Other highlights of the guidance include the following:
– Employment decisions based on a female employee’s use of contraceptives may constitute unlawful discrimination based on gender and /or pregnancy. Employers can also violate Title VII , by providing health insurance that excludes coverage of prescription contraceptives, whether the contraceptives are prescribed for birth control or for medical purposes.
– There are various circumstances in which discrimination against a female employee who is lactating or breast feeding can implicate Title VII.
– Title VII, as amended by the PDA, requires employers to provide a work environment free of harassment based on pregnancy, childbirth, or related medical conditions. Liability can result from the conduct of a supervisor, coworker or non-employee, such as a customer or business partner over whom the employer has some control.

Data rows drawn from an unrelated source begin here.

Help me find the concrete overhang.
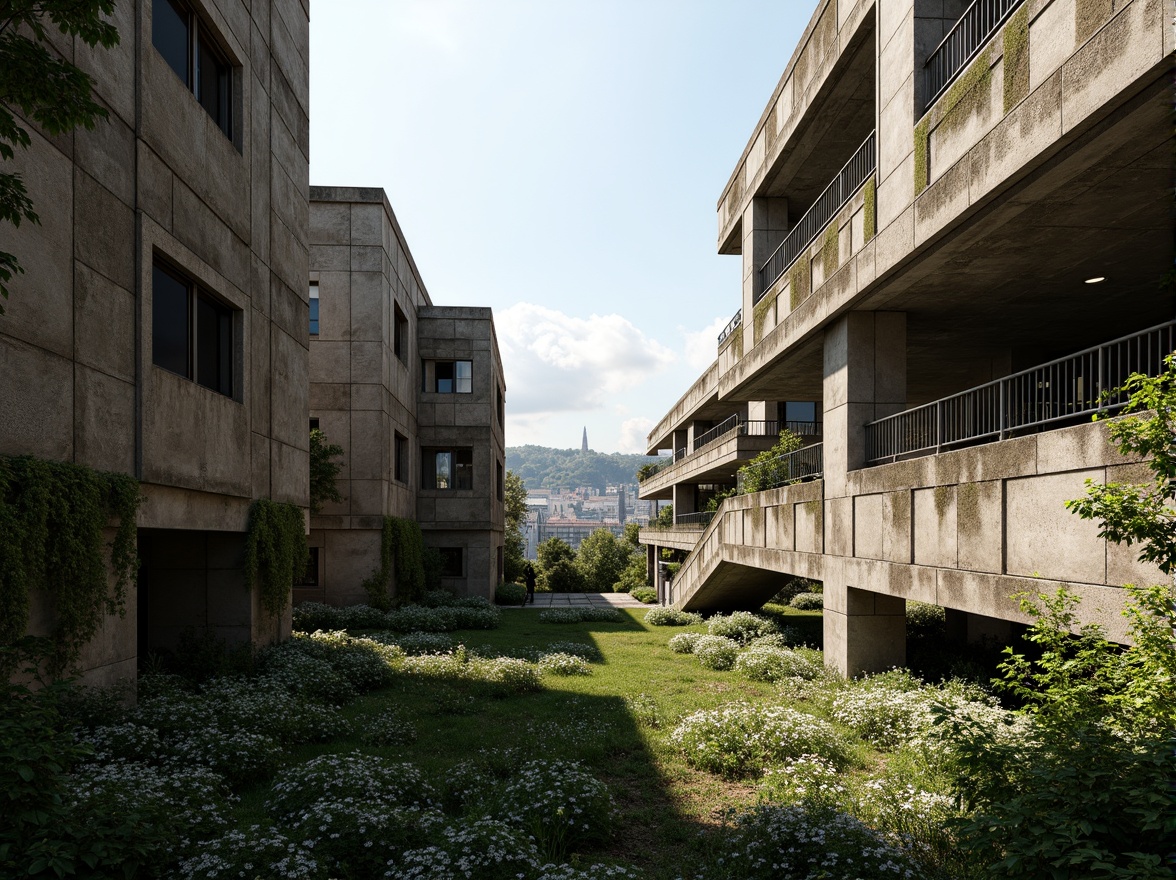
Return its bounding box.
[719,67,1176,405]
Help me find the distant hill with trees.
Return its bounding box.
[507,446,660,491]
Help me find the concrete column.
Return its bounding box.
[824,578,907,676]
[742,198,790,352]
[823,312,907,499]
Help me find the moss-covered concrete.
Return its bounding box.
[1074,0,1122,46]
[1002,5,1029,113]
[821,218,841,281]
[862,176,878,241]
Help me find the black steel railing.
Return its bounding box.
[755,132,877,302]
[674,511,715,528]
[866,321,1176,465]
[719,308,743,346]
[735,444,824,494]
[923,0,1024,107]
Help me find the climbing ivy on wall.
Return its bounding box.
[363,516,425,609]
[245,498,309,618]
[0,456,140,673]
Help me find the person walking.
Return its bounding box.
[522,562,535,605]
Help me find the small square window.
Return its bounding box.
[152,261,236,398]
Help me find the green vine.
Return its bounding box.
[0,456,140,673]
[245,498,309,618]
[363,516,425,611]
[862,178,878,241]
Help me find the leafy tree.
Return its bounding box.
[738,428,804,494]
[502,471,527,582]
[576,528,632,593]
[310,428,343,513]
[0,0,119,314]
[535,538,576,571]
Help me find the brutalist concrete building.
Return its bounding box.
[296,187,506,605]
[641,0,1176,673]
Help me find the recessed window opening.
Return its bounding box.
[152,260,235,398]
[152,0,233,140]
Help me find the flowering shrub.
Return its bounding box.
[266,752,436,819]
[675,633,739,669]
[788,593,824,611]
[669,633,702,654]
[358,707,416,746]
[290,798,446,878]
[168,727,282,786]
[702,805,924,880]
[385,819,540,880]
[760,755,848,806]
[71,761,235,869]
[395,633,453,656]
[544,641,604,664]
[539,652,592,675]
[646,608,702,626]
[707,611,780,645]
[735,642,808,681]
[624,694,662,727]
[494,761,613,859]
[179,825,325,880]
[670,702,848,778]
[539,606,621,624]
[76,722,163,764]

The guidance also contains the EEOC’s recommended best practices for avoiding unlawful discrimination against pregnant workers and those otherwise covered by the PDA. For the most part, the guidance is consistent with existing law, but certain provisions, particularly those related to the use of contraceptives and providing accommodation to all pregnant employees regardless of disability status, are likely to stir up controversy and require future examination by the courts.